# Optimization Algorithms


Scikit-Learn LogisticRegression model uses various optimization algorithms for the Gradient Descent algorithm.

In this notebook, we try to understand how to use some of the optimization algorithms.



## SciPy Optimization 

The scipy.optimize package provides several commonly used optimization algorithms. 
https://docs.scipy.org/doc/scipy/reference/tutorial/optimize.html

We will study the **unconstrained minimization of multivariate scalar functions (minimize)** algorithms.
https://docs.scipy.org/doc/scipy/reference/generated/scipy.optimize.minimize.html#scipy.optimize.minimize

The commonly used "minimize" algorithms are:
- CG (nonlinear conjugate gradient)
- Newton-CG (truncated Newton)
- TNC (truncated Newton algorithm)
- BFGS (Broyden-Fletcher-Goldfarb-Shanno)
- L-BFGS-B (bound constrained minimization)
- Nelder-Mead
- Powell


## How do We Use the scipy.optimize.minimize Function?


##### scipy.optimize.minimize(fun, x0, args=(), method=None, jac=None, hess=None, hessp=None, bounds=None, constraints=(), tol=None, callback=None, options=None)
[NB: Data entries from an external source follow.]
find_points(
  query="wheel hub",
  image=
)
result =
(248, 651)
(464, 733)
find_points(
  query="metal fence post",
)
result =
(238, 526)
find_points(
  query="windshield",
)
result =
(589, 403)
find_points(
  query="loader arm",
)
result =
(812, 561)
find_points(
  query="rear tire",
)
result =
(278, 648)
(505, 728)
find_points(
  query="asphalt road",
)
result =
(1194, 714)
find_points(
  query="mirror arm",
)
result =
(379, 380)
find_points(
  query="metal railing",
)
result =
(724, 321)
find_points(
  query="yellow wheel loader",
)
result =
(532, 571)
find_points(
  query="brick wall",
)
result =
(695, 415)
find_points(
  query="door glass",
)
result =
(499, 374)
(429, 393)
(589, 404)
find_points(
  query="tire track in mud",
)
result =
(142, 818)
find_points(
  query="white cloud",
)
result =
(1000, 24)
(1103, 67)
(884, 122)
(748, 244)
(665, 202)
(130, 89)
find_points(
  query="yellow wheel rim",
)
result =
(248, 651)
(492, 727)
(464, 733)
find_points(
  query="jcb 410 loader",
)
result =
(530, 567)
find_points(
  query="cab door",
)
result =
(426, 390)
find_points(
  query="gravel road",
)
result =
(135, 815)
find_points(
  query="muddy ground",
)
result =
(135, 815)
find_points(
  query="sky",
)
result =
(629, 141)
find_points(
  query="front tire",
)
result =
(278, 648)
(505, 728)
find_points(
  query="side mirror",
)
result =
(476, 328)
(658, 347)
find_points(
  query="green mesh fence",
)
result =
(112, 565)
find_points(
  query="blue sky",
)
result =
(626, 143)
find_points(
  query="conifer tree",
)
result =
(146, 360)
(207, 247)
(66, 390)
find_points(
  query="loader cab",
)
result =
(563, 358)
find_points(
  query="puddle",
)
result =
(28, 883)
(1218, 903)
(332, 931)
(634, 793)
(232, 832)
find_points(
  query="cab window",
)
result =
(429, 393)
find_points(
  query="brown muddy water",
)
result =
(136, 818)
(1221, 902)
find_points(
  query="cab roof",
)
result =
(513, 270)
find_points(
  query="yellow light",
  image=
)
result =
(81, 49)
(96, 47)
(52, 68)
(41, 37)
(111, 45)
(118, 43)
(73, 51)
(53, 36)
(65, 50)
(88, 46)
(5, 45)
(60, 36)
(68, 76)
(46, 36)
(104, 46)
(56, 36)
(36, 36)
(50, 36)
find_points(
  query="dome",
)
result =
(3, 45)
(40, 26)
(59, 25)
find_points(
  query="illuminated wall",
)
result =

We will use the folowng arguments:
- 1st (fun)
- 2nd (x0)
- 3rd (args)
- 4th (method)
- 5th (jac)
- 11th (options)


See the description below:

- 1st(fun):
callable
The objective function to be minimized. Must be in the form f(x, *args). The optimizing argument, x, is a 1-D array of points, and args is a tuple of any additional fixed parameters needed to completely specify the function.

- 2nd (x0):
ndarray
Initial guess. 
len(x0) is the dimensionality of the minimization problem.


- 3rd (args): 
tuple, optional
Extra arguments passed to the objective function and its derivatives (Jacobian, Hessian).

- 4th (method):
str or callable, optional

Type of solver. Should be one of

    ‘Nelder-Mead’ 
    ‘Powell’ 
    ‘CG’ 
    ‘BFGS’ 
    ‘Newton-CG’ 
    ‘L-BFGS-B’ 
    ‘TNC’ 
    ‘COBYLA’ 
    ‘SLSQP’ 
    ‘dogleg’ 
    ‘trust-ncg’ 
    ‘trust-exact’ 
    ‘trust-krylov’ 


If not given, chosen to be one of BFGS, L-BFGS-B, SLSQP, depending if the problem has constraints or bounds.


- 5th (jac):
bool or callable, optional

Jacobian (gradient) of objective function. Only for CG, BFGS, Newton-CG, L-BFGS-B, TNC, SLSQP, dogleg, trust-ncg, trust-krylov, trust-region-exact. If jac is a Boolean and is True, fun is assumed to return the gradient along with the objective function. If False, the gradient will be estimated numerically. jac can also be a callable returning the gradient of the objective. In this case, it must accept the same arguments as fun.

- 11th (options):
dict, optional

A dictionary of solver options. All methods accept the following generic options:

- maxiter : int
Maximum number of iterations to perform.

- disp : bool
Set to True to print convergence messages.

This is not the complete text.